Scleroderma is a connective tissue disease (also called ‘collage vascular disease’). In Greek, the word “scleros” means “hard”. So, the term ‘scleroderma’ means, “hardened skin”. This term is coined to signify only the most characteristic visible feature of this disease. Actually, scleroderma involves many organs like lungs, digestive system, joints, kidney etc. The involvement of these internal organs is infact, the most serious and devastating consequence of scleroderma.
What happens in scleroderma?
Like many rheumatological diseases, scleroderma is an autoimmune disease wherein the connective tissue is abnormal and leads to tightening of skin, tendons and injury to small blood vessels.
What are the symptoms and signs of scleroderma?
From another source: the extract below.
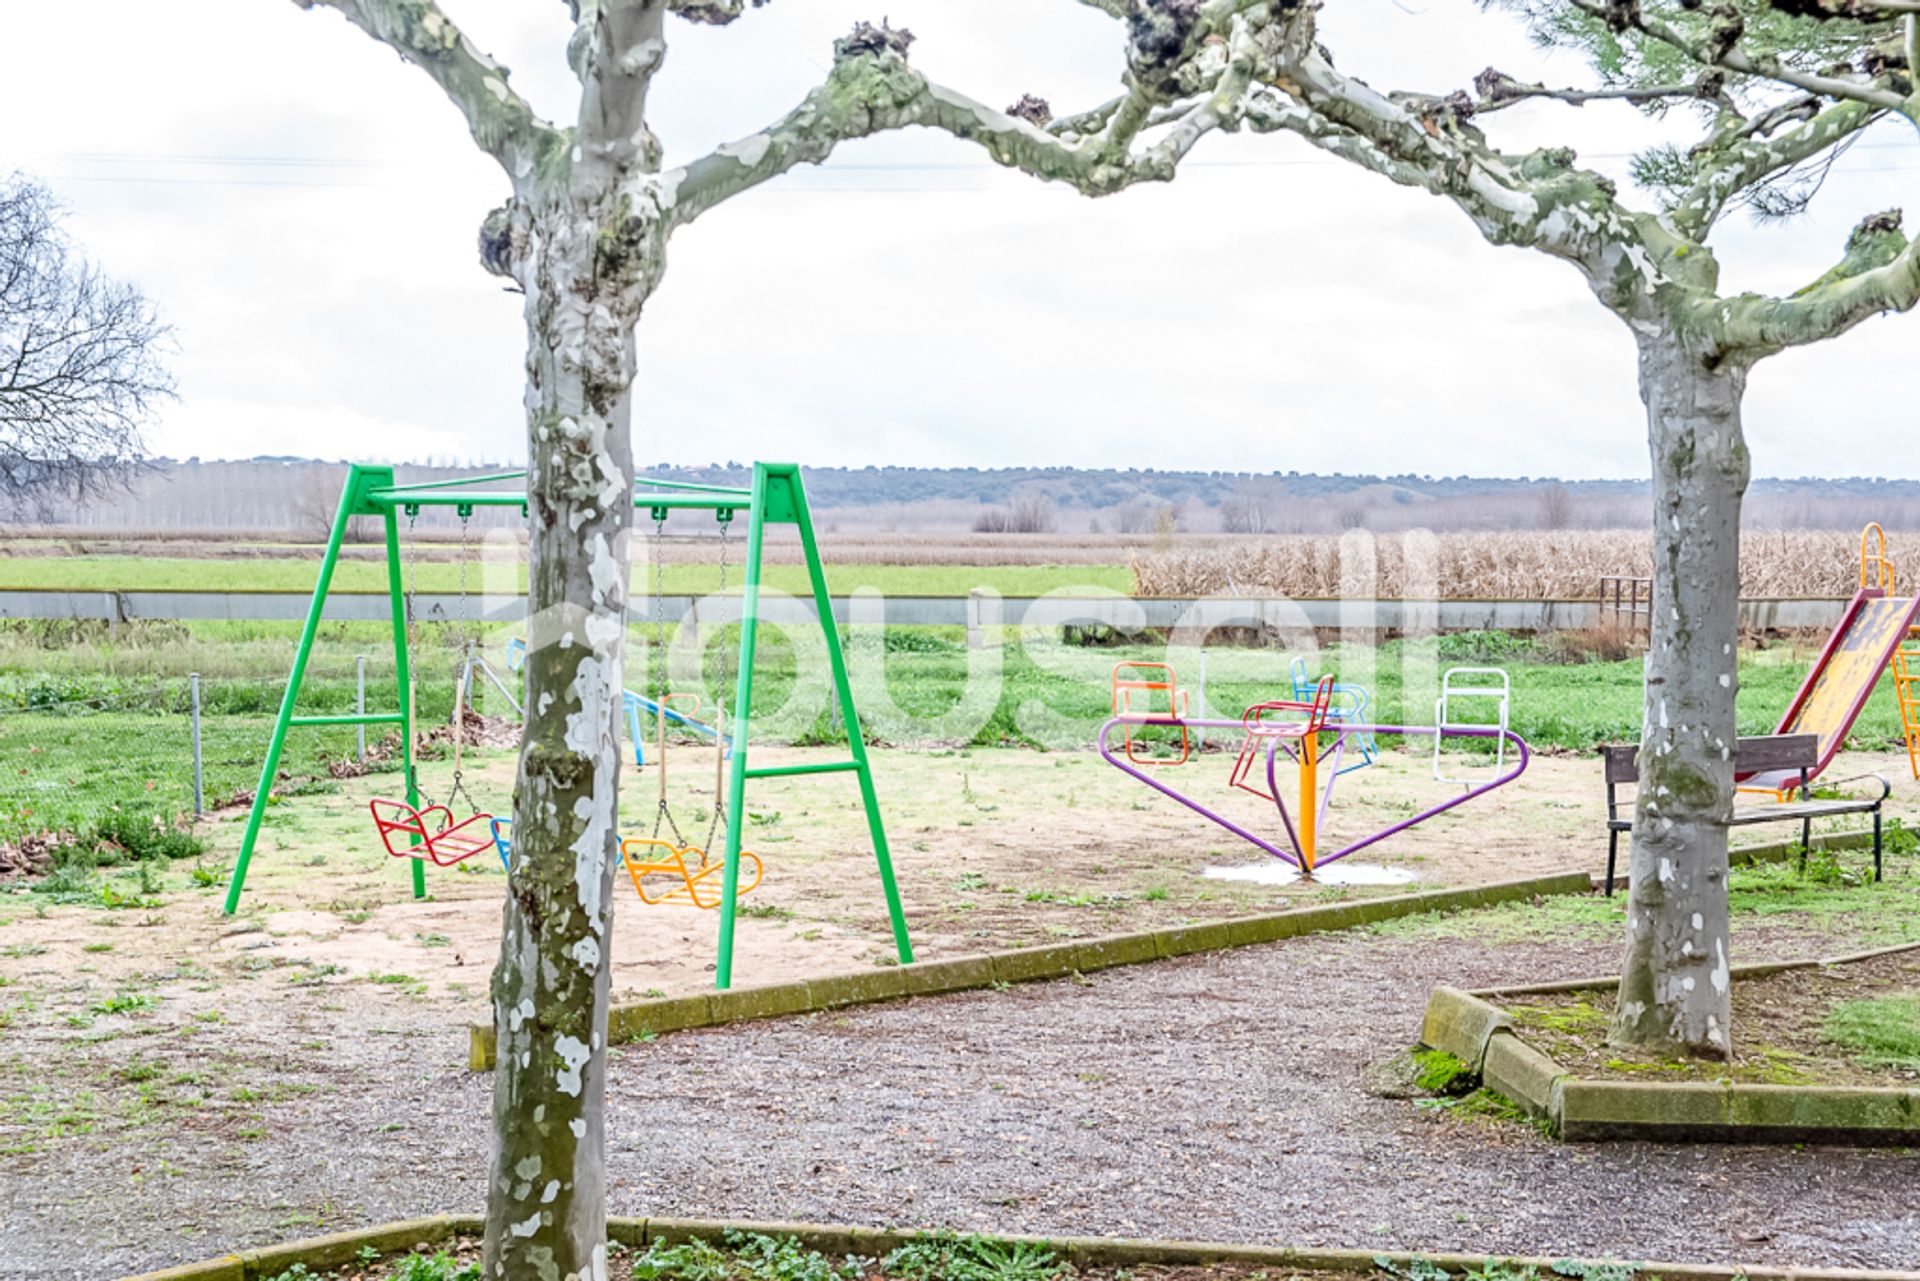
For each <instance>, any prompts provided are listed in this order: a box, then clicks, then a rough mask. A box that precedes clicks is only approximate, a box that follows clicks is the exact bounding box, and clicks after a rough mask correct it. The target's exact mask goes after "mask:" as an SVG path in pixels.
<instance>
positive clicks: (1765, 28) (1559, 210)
mask: <svg viewBox="0 0 1920 1281" xmlns="http://www.w3.org/2000/svg"><path fill="white" fill-rule="evenodd" d="M1494 8H1505V10H1513V12H1517V13H1519V15H1521V17H1523V19H1524V21H1526V23H1528V25H1530V27H1532V31H1534V35H1538V36H1540V38H1542V40H1544V42H1548V44H1553V46H1561V48H1576V50H1582V52H1584V54H1586V56H1588V58H1590V61H1592V65H1594V69H1596V71H1597V85H1588V86H1548V85H1538V83H1528V81H1521V79H1517V77H1511V75H1505V73H1501V71H1498V69H1492V67H1488V69H1486V71H1482V73H1480V75H1478V77H1475V83H1473V86H1471V88H1465V86H1463V88H1455V90H1452V92H1382V90H1377V88H1373V86H1371V85H1367V83H1365V81H1361V79H1357V77H1354V75H1348V73H1346V71H1342V69H1338V67H1336V65H1334V60H1332V56H1331V54H1329V50H1327V48H1325V46H1323V44H1321V42H1319V40H1317V33H1315V31H1313V21H1311V17H1308V19H1302V21H1294V23H1286V25H1271V27H1267V29H1265V31H1263V33H1261V42H1260V58H1261V61H1260V67H1258V69H1256V81H1258V88H1256V90H1254V94H1252V96H1250V100H1248V108H1246V123H1248V127H1250V129H1256V131H1267V133H1290V134H1296V136H1302V138H1306V140H1308V142H1311V144H1313V146H1317V148H1321V150H1325V152H1329V154H1332V156H1338V157H1342V159H1346V161H1352V163H1356V165H1359V167H1363V169H1367V171H1373V173H1377V175H1380V177H1386V179H1390V181H1392V182H1398V184H1402V186H1411V188H1419V190H1425V192H1430V194H1434V196H1440V198H1444V200H1448V202H1452V204H1453V205H1455V207H1457V209H1459V211H1461V213H1465V215H1467V217H1469V219H1471V221H1473V225H1475V227H1476V229H1478V230H1480V234H1482V236H1484V238H1486V240H1490V242H1492V244H1498V246H1515V248H1523V250H1532V252H1538V254H1546V255H1549V257H1553V259H1557V261H1563V263H1567V265H1569V267H1571V269H1574V271H1576V273H1578V275H1580V277H1582V278H1584V280H1586V284H1588V288H1590V292H1592V294H1594V300H1596V302H1597V303H1599V305H1601V307H1605V309H1607V311H1609V313H1613V315H1615V317H1619V319H1620V321H1622V323H1624V325H1626V326H1628V330H1630V332H1632V336H1634V342H1636V346H1638V378H1640V396H1642V401H1644V405H1645V430H1647V449H1649V455H1651V471H1653V553H1655V555H1653V563H1655V582H1653V620H1651V643H1649V653H1647V659H1645V722H1644V732H1642V747H1640V789H1638V795H1640V799H1638V805H1636V812H1634V834H1632V864H1630V866H1632V887H1630V895H1628V905H1626V951H1624V964H1622V979H1620V997H1619V1006H1617V1014H1615V1022H1613V1039H1615V1041H1617V1043H1622V1045H1632V1047H1645V1049H1651V1051H1659V1052H1682V1054H1692V1056H1703V1058H1724V1056H1728V1054H1730V1052H1732V1047H1734V1041H1732V1027H1730V1022H1732V1020H1730V1012H1732V1001H1730V983H1728V978H1730V976H1728V964H1730V958H1728V897H1726V874H1728V858H1726V835H1728V828H1726V820H1728V816H1730V809H1732V799H1734V762H1732V747H1734V734H1736V730H1734V726H1736V722H1734V697H1736V693H1738V670H1736V640H1738V586H1740V563H1738V559H1740V509H1741V499H1743V494H1745V488H1747V476H1749V469H1751V463H1749V453H1747V442H1745V438H1743V434H1741V401H1743V398H1745V390H1747V375H1749V373H1751V371H1753V367H1755V365H1757V363H1759V361H1763V359H1766V357H1768V355H1774V353H1778V351H1784V350H1788V348H1799V346H1807V344H1814V342H1826V340H1830V338H1837V336H1839V334H1843V332H1847V330H1851V328H1853V326H1857V325H1860V323H1864V321H1868V319H1870V317H1876V315H1882V313H1887V311H1907V309H1908V307H1912V305H1914V302H1916V300H1920V248H1916V244H1914V242H1910V240H1908V236H1907V234H1905V230H1903V221H1901V211H1899V209H1885V211H1870V213H1866V215H1864V217H1860V219H1859V223H1857V227H1855V229H1853V232H1851V236H1849V238H1847V242H1845V244H1843V246H1836V257H1834V263H1832V267H1830V269H1828V271H1826V273H1822V275H1820V277H1818V278H1814V280H1807V282H1805V286H1803V288H1797V290H1793V292H1791V294H1782V296H1768V294H1757V292H1730V290H1722V286H1720V263H1718V259H1716V257H1715V248H1713V236H1715V230H1716V229H1720V227H1722V225H1724V223H1726V219H1728V217H1730V215H1732V213H1734V211H1736V209H1741V207H1747V209H1755V211H1759V213H1789V211H1795V209H1799V207H1805V204H1807V202H1809V200H1811V198H1812V196H1814V194H1816V192H1818V186H1820V179H1822V177H1824V173H1826V167H1828V165H1830V163H1832V161H1834V159H1836V156H1837V154H1839V152H1841V150H1843V148H1847V146H1849V144H1851V142H1853V140H1855V138H1859V136H1860V134H1862V133H1864V131H1866V129H1870V127H1872V125H1874V123H1876V121H1880V119H1885V117H1893V115H1905V117H1908V119H1920V111H1916V106H1920V98H1916V88H1914V75H1912V63H1914V50H1916V33H1914V25H1916V23H1914V17H1912V10H1914V6H1912V4H1910V2H1908V0H1774V4H1766V2H1764V0H1718V2H1715V4H1703V2H1701V0H1494ZM1814 10H1818V12H1814ZM1350 56H1352V50H1350ZM1530 100H1551V102H1559V104H1567V106H1572V108H1578V106H1582V104H1590V102H1599V100H1619V102H1628V104H1636V106H1638V108H1642V109H1647V111H1655V113H1667V115H1676V117H1678V119H1682V121H1684V119H1686V113H1688V111H1690V113H1693V117H1697V121H1699V129H1697V136H1695V140H1693V142H1692V144H1690V146H1684V148H1682V146H1659V148H1653V150H1649V152H1645V154H1642V156H1638V157H1636V161H1634V181H1636V182H1634V184H1636V186H1638V188H1642V192H1622V190H1620V188H1619V186H1617V184H1615V182H1613V181H1611V179H1609V177H1605V175H1601V173H1597V171H1594V169H1588V167H1582V165H1580V159H1578V156H1576V154H1574V152H1572V150H1571V148H1551V146H1549V148H1538V150H1530V152H1505V150H1501V148H1500V146H1498V144H1496V142H1494V140H1492V138H1490V136H1488V133H1486V129H1482V125H1484V123H1486V119H1488V117H1494V115H1496V113H1498V111H1503V109H1509V108H1513V106H1515V104H1519V102H1530Z"/></svg>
Scleroderma has several subtypes and the signs and symptoms vary accordingly. Patient may initially notice bluish or bluish-white coloring of tips of fingers on exposure to cold (eg., when using refrigerator). Such bluish coloring may disappear once the hands are warmed. Some patients may notice hardening of skin, difficulty in opening mouth, increasingly shiny skin etc. Usually, many have complaints of joint pains and tightness of fingers due to skin tightening making it difficult to fold fingers and make a fist. Those with involvement of digestive system have difficulty in swallowing, increased burping, a sensation of fullness of stomach, reduced hunger etc. There may be cough, breathlessness, chest pain in patients with lungs and cardiac involvement.
How is scleroderma diagnosed?
The diagnostic process of scleroderma involves consultation with a rheumatologist and physician. A detailed analysis of symptoms and signs of the patient along with a few specific blood tests help to establish the diagnosis.
How is scleroderma treated?
Scleroderma requires treatment depending on the assessment of organ involvement. The medications usually consist of a combination of immunosuppressive drugs and drugs which act on blood vessels. In addition, measures to avoid exposure to cold, avoidance of trauma to the extremities are very important.